他烦躁的抬步往外走,在夏娇娇的目光中,一点点走远了。
夏娇娇垂下眼睫,吸了吸鼻子。
兜里的电话在这个时候响了,是李明渊打过来的,“爱徒。”
夏娇娇低着头,羽绒服上的眼泪用指腹擦了擦,“嗯,师父。”
李明渊顿了一下,“怎么了?声音不对。”
夏娇娇,“有点感冒了。”
李明渊“哦”了声,“论文写的不错,原本想叫你出差的,既然感冒了,你再休息几天吧。”
夏娇娇愣住。
论文?
她没写啊。
前面几天都在工地了,她啥都没写,原本还以为李明渊是打电话过来催的。
李明渊挂断电话之前,问了一嘴夏娇娇,“选哪个地方的分部做历练,想好了?”
夏娇娇嘴唇动了动,又想起谢羁走之前的厌恶,一颗心皱巴巴的,“还……没呢,我再想想。”

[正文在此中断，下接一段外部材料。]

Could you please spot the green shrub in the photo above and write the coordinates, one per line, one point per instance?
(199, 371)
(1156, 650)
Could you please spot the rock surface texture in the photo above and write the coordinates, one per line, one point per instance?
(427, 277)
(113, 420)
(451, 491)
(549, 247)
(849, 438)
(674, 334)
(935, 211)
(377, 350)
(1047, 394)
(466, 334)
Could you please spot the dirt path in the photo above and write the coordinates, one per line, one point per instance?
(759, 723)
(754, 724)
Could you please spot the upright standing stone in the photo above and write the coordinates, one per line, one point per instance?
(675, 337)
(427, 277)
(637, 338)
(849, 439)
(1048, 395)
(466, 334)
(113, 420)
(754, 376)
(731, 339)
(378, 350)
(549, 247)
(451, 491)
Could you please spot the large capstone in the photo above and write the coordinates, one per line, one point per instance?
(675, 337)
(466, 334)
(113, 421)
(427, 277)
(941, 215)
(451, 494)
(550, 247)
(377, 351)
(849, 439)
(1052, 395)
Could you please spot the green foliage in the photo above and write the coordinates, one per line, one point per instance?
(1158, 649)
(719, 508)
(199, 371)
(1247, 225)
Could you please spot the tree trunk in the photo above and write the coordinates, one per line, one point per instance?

李明渊觉得这徒弟什么都好,就是太不把自己的事情放在心上。
他于是焦心的说:“奋城可以,我打了最大一个红勾勾,你没看见吗?那个地方富饶,我之前手底下的组员也在那边多,你过去别说案子,就是直接进入当地的律师组委会也是我一句话的事。”
李明渊这次不给选择的时间了,“你这两天把表格交给我,我回头跟那边的人提前打招呼,帮你把办公室整理出来,我看到一个老好的位置,风水特别好。”
夏娇娇低着头,看着身上云雾紫的羽绒服,轻轻的说:“我……再想两天行么?”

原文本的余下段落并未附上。